Presenting the Facts
Just writing in the letter that you were seriously ill and unable to work won't cut it. Whatever explanation you offer, you need to back it up. If you had a medical emergency, include copies of the hospital bills with your letter. If you filed bankruptcy because your spouse died, include a copy of the death certificate. Like everything else you claim in your mortgage paperwork -- income, debts, assets -- you have to provide documentation.
You can add more information about your bankruptcy to improve your shot at a mortgage. If you went through Chapter 13 bankruptcy, make that known to the lender. In Chapter 13, you pay back creditors over several years before getting a debt discharge so you usually end up paying more than if they're discharged in Chapter 7. If you paid back the vast majority of your debts, say 90 percent, that's a big plus for lenders.

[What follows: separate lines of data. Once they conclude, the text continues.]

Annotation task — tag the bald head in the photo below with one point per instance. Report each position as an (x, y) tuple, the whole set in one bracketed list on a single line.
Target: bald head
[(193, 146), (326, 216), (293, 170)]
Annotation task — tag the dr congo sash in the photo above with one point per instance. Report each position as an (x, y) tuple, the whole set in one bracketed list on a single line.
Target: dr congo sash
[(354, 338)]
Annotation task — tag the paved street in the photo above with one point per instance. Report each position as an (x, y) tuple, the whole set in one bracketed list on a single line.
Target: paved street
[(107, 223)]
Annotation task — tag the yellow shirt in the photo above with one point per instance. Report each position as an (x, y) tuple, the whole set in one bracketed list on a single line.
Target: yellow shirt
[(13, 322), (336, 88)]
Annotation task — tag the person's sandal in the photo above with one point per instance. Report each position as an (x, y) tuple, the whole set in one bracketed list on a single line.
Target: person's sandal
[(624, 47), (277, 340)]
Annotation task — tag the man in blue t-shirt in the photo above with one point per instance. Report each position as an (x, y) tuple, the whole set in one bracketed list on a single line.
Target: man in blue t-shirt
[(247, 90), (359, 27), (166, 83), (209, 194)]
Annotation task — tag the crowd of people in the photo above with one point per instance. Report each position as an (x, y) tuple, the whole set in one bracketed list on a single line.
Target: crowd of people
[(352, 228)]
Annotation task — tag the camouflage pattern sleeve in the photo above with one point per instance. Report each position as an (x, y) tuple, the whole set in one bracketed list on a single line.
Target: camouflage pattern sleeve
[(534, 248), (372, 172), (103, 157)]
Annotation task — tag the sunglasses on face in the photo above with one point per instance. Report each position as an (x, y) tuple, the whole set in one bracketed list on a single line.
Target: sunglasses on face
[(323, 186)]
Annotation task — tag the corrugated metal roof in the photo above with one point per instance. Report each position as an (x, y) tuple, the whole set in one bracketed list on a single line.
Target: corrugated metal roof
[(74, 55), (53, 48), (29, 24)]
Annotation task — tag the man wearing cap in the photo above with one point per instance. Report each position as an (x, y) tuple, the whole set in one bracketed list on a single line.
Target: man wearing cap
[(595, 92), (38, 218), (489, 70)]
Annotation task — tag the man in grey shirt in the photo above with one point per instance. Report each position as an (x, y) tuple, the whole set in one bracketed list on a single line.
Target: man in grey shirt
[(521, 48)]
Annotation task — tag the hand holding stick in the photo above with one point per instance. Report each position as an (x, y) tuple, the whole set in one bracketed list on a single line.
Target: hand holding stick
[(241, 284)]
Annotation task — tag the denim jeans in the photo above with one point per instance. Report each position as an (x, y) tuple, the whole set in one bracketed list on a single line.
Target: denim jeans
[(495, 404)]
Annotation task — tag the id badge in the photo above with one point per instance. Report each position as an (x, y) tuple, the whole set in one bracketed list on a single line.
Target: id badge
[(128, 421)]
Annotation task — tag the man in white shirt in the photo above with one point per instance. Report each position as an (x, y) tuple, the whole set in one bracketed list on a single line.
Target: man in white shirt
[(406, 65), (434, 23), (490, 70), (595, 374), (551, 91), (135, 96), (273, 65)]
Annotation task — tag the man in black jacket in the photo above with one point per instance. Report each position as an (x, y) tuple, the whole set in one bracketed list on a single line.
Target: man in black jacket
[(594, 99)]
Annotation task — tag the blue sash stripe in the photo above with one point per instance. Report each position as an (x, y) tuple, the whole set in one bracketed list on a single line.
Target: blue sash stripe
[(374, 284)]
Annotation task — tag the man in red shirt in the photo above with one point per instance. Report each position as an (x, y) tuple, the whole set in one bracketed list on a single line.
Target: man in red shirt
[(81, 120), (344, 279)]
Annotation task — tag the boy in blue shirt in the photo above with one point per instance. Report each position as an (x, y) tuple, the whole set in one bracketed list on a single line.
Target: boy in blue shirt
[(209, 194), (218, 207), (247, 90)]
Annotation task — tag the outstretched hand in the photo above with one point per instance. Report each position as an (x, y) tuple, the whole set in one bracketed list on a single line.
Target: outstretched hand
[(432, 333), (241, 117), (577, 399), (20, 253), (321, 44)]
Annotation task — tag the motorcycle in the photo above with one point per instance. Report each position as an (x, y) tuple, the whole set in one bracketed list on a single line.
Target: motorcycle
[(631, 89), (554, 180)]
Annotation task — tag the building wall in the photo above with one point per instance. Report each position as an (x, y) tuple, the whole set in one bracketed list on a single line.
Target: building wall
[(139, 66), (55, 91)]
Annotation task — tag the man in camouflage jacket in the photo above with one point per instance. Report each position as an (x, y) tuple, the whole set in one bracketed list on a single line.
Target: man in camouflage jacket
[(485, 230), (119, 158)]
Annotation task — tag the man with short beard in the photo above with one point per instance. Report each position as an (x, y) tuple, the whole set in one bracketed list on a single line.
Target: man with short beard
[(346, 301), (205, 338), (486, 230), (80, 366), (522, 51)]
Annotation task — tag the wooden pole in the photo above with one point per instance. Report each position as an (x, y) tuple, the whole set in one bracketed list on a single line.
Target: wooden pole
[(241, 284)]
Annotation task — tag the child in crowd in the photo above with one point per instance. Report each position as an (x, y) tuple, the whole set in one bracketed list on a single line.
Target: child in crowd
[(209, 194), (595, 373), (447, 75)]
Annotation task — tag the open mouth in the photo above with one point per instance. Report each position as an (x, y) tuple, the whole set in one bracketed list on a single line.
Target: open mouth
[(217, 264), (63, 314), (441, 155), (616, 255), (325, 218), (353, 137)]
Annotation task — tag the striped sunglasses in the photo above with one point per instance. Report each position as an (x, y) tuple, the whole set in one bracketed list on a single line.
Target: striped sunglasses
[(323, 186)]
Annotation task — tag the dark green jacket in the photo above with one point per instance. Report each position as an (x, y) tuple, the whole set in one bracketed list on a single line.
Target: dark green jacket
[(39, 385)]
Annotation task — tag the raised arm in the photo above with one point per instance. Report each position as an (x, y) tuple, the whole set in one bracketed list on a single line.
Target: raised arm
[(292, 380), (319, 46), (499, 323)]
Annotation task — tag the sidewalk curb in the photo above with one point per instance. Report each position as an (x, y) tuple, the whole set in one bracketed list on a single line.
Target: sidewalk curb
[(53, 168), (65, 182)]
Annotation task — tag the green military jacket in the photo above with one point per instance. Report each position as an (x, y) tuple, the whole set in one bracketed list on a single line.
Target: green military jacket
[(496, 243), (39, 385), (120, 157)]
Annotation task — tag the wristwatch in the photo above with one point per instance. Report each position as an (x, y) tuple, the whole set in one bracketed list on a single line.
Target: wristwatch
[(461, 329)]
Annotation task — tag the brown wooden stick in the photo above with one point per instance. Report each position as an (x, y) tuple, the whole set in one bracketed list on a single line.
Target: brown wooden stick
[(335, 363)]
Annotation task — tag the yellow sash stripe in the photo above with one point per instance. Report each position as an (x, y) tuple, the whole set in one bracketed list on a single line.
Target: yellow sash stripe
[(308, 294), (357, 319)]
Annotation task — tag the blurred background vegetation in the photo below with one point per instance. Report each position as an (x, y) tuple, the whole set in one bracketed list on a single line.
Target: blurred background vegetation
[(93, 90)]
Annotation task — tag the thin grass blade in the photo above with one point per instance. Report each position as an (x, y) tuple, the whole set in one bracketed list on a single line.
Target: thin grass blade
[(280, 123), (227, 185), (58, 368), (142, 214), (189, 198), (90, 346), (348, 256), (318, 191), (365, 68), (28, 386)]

Even if you show that your bankruptcy was due to a freak event that will never happen again, you still have to meet all the other lender requirements. To close the deal you need restored credit, a steady income and enough cash for the down payment. It may take a couple of years of using credit again before your score looks good enough for a decent interest rate. The stronger your application looks, the more likely the lender will be OK with the bankruptcy.